En Pologne, par contre, la situation est catastrophique de
ce point de vue. Les syndicats, qui n’existent plus guère que
dans les services d’État, ignorent totalement les chômeurs
et leurs revendications sauf pour les appeler à figurer dans
leurs manifestations.
Et en France, la CFDT met en œuvre avec le patronat des
attaques très dures contre les chômeurs.
UN GRAND EFFORT D’INFORMATION DE LA
POPULATION SUR LES ENJEUX DE LA CONSTITUTION
EUROPÉENNES’ IMPOSE : SEULS LES PEUPLES PEUVENT
DÉCIDER DE CETTE CONSTITUTION
Le constat est unanime: les populations ne savent strictement
rien de ces enjeux. Ceci est catastrophique quand on
sait les conséquences que risque d’avoir le fait de graver dans
le marbre l’actuelle orientation de la politique sociale.
Tous les moyens possibles sont à utiliser pour changer
cette situation: une large diffusion de matériel très simple;
des initiatives, à l’occasion du 1e r mai par exemple, ou comme
celle de la Consulta en Espagne; des journées d’action.
À chaque fois que nous informons, il est important de
faire connaître les contre-propositions alternatives que nous
avons à formuler.
Au-delà de l’information, nous devons faire monter l’exigence
que les peuples soient consultés par référendum. Quelles
que soient les analyses que l’on fait de la Constitution, il est
inadmissible pour tout démocrate que celle ci ne soit pas soumise à la décision des peuples d’Europe. Autour de cette exigence,
tous les partis démocrates et toutes les organisations
du mouvement social doivent pouvoir s’unir.

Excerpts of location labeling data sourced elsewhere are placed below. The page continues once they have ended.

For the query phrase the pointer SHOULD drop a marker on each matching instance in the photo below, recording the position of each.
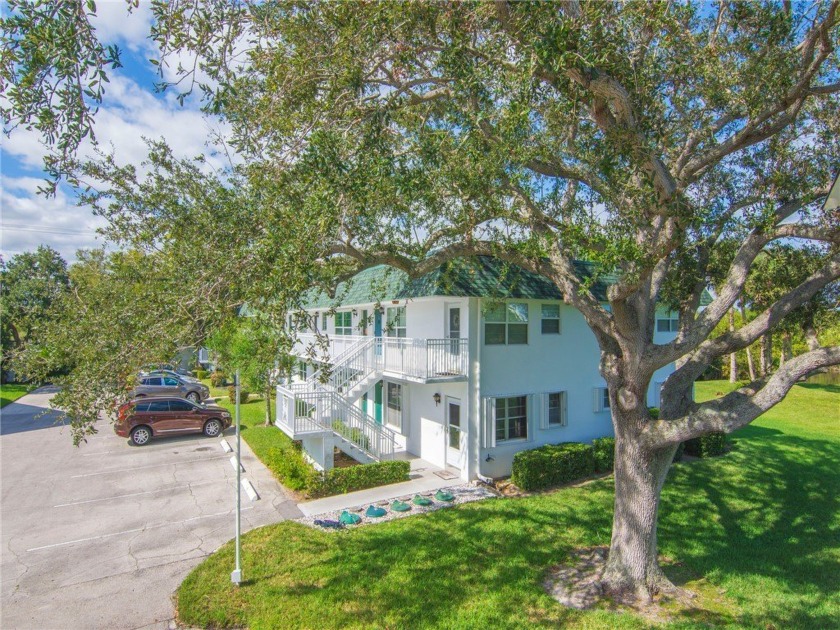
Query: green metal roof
(480, 276)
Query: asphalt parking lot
(101, 536)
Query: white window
(550, 319)
(393, 414)
(555, 410)
(344, 323)
(511, 418)
(601, 399)
(671, 323)
(506, 324)
(395, 321)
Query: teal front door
(377, 402)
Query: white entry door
(454, 433)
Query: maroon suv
(141, 420)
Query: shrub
(218, 379)
(709, 445)
(603, 449)
(341, 480)
(243, 395)
(354, 435)
(552, 465)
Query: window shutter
(489, 422)
(564, 409)
(544, 416)
(533, 414)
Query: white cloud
(28, 220)
(116, 22)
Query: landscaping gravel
(466, 493)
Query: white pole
(236, 575)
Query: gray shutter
(489, 423)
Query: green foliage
(709, 445)
(354, 435)
(30, 284)
(552, 464)
(603, 449)
(352, 478)
(736, 524)
(243, 395)
(218, 379)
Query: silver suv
(166, 385)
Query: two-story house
(463, 368)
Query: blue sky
(130, 112)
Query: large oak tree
(638, 135)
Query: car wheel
(141, 435)
(212, 428)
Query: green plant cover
(375, 512)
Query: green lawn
(757, 532)
(10, 393)
(273, 447)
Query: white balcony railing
(406, 357)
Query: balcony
(416, 360)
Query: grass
(755, 532)
(10, 393)
(273, 447)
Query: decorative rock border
(466, 493)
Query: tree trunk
(766, 357)
(810, 335)
(268, 406)
(750, 364)
(633, 565)
(733, 357)
(787, 348)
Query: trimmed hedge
(603, 450)
(341, 480)
(243, 395)
(552, 464)
(709, 445)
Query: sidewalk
(423, 480)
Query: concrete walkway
(423, 480)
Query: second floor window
(550, 319)
(671, 323)
(344, 323)
(395, 322)
(506, 324)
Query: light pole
(236, 575)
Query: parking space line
(137, 494)
(132, 531)
(111, 472)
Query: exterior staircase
(323, 403)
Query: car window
(180, 405)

ŒUVRER AU DÉVELOPPEMENT D’UN MOUVEMENT
SOCIAL EUROPÉEN
Pour les Euromarches, une caractéristique essentielle du
mouvement social européen est qu’il doit revendiquer une
Europe ouverte qui ne participe pas à la domination et à l’exploitation
d’autres pays mais qui, au contraire, établit de justes
coopérations avec eux.
Il faut bien constater que les mouvements sociaux, tant
syndicaux qu’associatifs, n’arrivent pas, pour l’instant, à faire
grandir une efficace coordination européenne des forces susceptibles
de s’opposer à la politique sociale actuelle de l’UE.

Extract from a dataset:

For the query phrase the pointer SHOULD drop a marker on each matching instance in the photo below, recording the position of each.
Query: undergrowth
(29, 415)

Aussi, les ripostes aux attaques n’existent que pays par
pays, en ordre dispersé, conditionnées par les calendriers de
mise en œuvre dans chaque pays des orientations décidées au
niveau européen par les États, comme par exemple sur la
question des retraites. Il est donc indispensable de promouvoir
les moyens pour que les mouvements sociaux soient plus
efficaces.
Il n’y aura pas une construction « par le haut » d’un
mouvement social européen: l’essentiel passe par des initiatives
concrètes et par l’organisation de réelles luttes sociales
internationales, ainsi que par la multiplication des liens
horizontaux entre des collectifs militants de terrain agissant
dans divers pays, associatifs et syndicaux, alternatifs,
altermondialistes , etc. Nous y avons contribué dès 1997,
modestement, mais tout de même avant beaucoup d’autres,
avec l’organisation des premières Marches européennes contre
le chômage, la précarité et les exclusions. Marches parties
symboliquement de Tanger et de Sarajevo. Nous sommes heureux
de voir que les mobilisations ont pris au cours des dernières
années un cours toujours plus international. La
« marche » à venir est celle qui nous conduira vers un monde
sans frontière, un monde de liberté et de justice sociale. Cette
marche, nous en inventons le tracé tout en avançant, elle sera
ce que nous en ferons, tous ensemble!